Toys “R” Us, Inc. announced yesterday that it has signed a two-year agreement with America Online that will give it anchor placement in the Toys department of the Kids, Toys and Babies category in the new Shop@AOL.
Additionally, the brick-and-mortar toy giant’s Web site will be promoted across other AOL brands, including AOL.COM, Netscape, CompuServe, and Digital City shopping destinations.
“Toysrus.com is delighted to be working with an industry leader like AOL and reaching their millions of members and visitors,” said Toysrus.com CEO John Barbour. “Becoming an Anchor Tenant on AOL is one of the ways we intend to make shopping for toys and related products easier and more convenient for consumers on the Internet.”
Toys “R” Us will also be highly profiled in several other departments, including the Educational Toys, Collectibles and Hobbies, and Electronic Gaming areas.
Making Up For Lost Time?
This move by Toys “R” Us comes less than a week after it launched a massive affiliate program with LinkShare and Tutornet.com, and comes shortly after chief online rival eToys made a foray into the United Kingdom.
While industry observers feel that the Paramus, New Jersey-based Toys “R” Us finally seems to be moving in the right direction, they also point out that the damage done by its recent top management problems will not be easily swept away.
Turmoil Underscored By Indecision
In August, when Toys “R” Us chief executive officer Robert Nakasone stepped down, many analysts believed that the resignation was a direct result of the company’s inability to formulate an effective online marketing strategy.
Evidence of the failed strategy was displayed the same month when the toy giant announced that it had severed its much-touted partnership with Benchmark Capital. Toys “R” Us declined to go into the details as to why the deal crashed and burned, but some speculate that the Silicon Valley venture capital firm felt the company would have insisted upon applying its brick-and-mortar mindset to its e-commerce-marketing foray.

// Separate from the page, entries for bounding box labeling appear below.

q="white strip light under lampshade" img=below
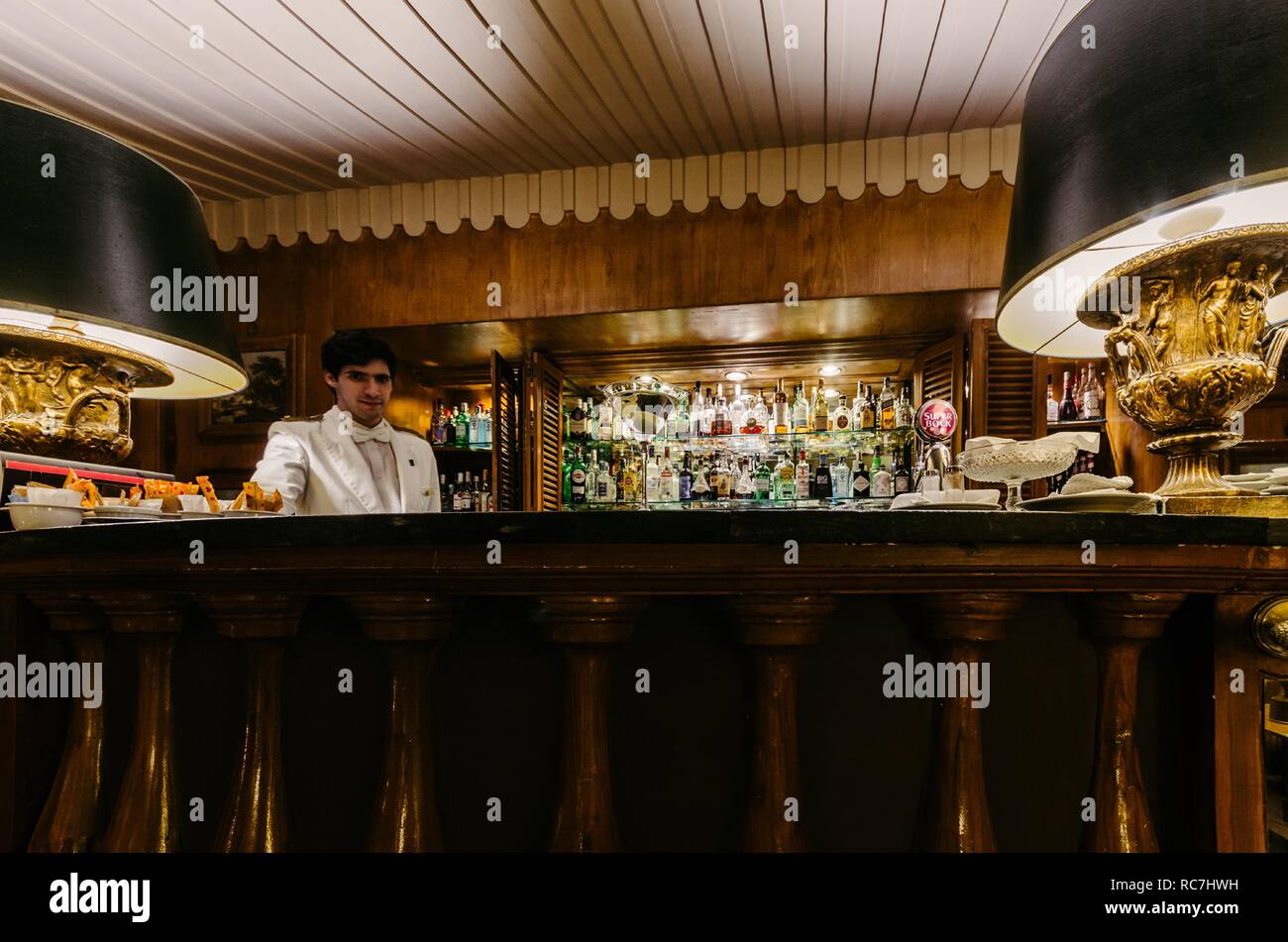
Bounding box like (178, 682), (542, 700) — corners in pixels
(997, 180), (1288, 359)
(0, 308), (246, 399)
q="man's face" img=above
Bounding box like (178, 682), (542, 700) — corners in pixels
(322, 361), (394, 427)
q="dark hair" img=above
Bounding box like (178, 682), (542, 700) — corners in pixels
(322, 331), (398, 378)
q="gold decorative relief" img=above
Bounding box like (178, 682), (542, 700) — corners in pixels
(0, 326), (174, 462)
(1078, 224), (1288, 495)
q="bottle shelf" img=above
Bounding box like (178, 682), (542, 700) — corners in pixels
(564, 496), (894, 513)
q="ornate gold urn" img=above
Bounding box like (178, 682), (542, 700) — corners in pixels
(1078, 224), (1288, 495)
(0, 322), (174, 464)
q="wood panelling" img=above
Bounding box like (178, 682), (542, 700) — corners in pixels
(164, 176), (1012, 486)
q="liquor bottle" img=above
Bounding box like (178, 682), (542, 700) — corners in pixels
(657, 448), (680, 503)
(892, 456), (912, 494)
(599, 399), (613, 442)
(814, 386), (831, 431)
(774, 452), (796, 500)
(896, 379), (914, 429)
(748, 388), (769, 435)
(752, 460), (774, 500)
(1060, 369), (1078, 422)
(568, 399), (587, 442)
(774, 379), (793, 435)
(814, 455), (832, 500)
(1082, 365), (1100, 418)
(850, 455), (872, 499)
(855, 382), (877, 430)
(793, 382), (808, 434)
(831, 456), (850, 500)
(796, 449), (812, 500)
(729, 383), (751, 435)
(570, 448), (587, 504)
(711, 382), (733, 435)
(873, 375), (894, 432)
(456, 403), (471, 447)
(872, 452), (894, 496)
(693, 462), (712, 500)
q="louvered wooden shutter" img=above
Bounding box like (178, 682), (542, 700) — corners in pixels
(912, 336), (966, 456)
(970, 318), (1038, 442)
(523, 353), (564, 509)
(492, 350), (525, 509)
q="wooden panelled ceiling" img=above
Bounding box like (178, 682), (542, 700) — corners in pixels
(0, 0), (1086, 199)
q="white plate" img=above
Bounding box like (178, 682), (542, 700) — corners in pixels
(898, 500), (1001, 509)
(1019, 491), (1158, 513)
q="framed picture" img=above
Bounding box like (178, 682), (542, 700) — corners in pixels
(198, 333), (304, 442)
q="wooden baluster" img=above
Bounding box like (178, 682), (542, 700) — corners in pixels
(201, 592), (304, 853)
(918, 592), (1021, 853)
(90, 592), (183, 853)
(541, 596), (643, 852)
(27, 594), (106, 853)
(733, 596), (836, 852)
(348, 593), (452, 853)
(1081, 592), (1185, 853)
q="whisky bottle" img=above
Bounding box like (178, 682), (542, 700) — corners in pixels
(814, 386), (829, 433)
(796, 449), (812, 500)
(774, 379), (793, 435)
(793, 382), (808, 434)
(850, 455), (872, 499)
(873, 375), (894, 432)
(814, 455), (832, 500)
(711, 382), (733, 435)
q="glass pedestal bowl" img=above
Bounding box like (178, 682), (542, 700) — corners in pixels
(957, 440), (1078, 509)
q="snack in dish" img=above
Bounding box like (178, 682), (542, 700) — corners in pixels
(197, 474), (219, 513)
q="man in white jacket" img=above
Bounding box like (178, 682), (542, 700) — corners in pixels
(254, 331), (442, 515)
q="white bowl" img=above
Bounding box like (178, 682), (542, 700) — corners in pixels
(27, 487), (85, 507)
(9, 503), (85, 530)
(177, 494), (210, 513)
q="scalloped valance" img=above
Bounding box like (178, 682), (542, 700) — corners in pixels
(203, 125), (1020, 251)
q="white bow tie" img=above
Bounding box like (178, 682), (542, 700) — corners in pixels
(349, 420), (394, 446)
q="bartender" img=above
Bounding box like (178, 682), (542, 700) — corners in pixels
(254, 331), (442, 515)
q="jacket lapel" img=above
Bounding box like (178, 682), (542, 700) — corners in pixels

This management upheaval came only a month after Robert Moog — recruited in May to be the Toys “R” Us Internet guru — decided to pack it in.
Putting It Together
Since then, Toys “R” Us has hired John Barbour as its new CEO and targeted $80 million (US$) to bringing its site back into thee-commerce arena.
About Toys “R” US
With more than 1500 stores, Toys “R” Us has operations in 25 countries including Japan and Canada.
However, since losing its number one position to Wal-Mart as the largest discount toy seller, Toys “R” Us has been restructuring by closing down some stores while remodeling others.
In its fiscal year ending January 1999, Toys “R” Us lost $132 million on revenue of more than $11 billion.
Yesterday, the price of its stock closed up 7/8 at 15. Its 52-week high is 24 3/4, and its 52-week low is 13 1/8.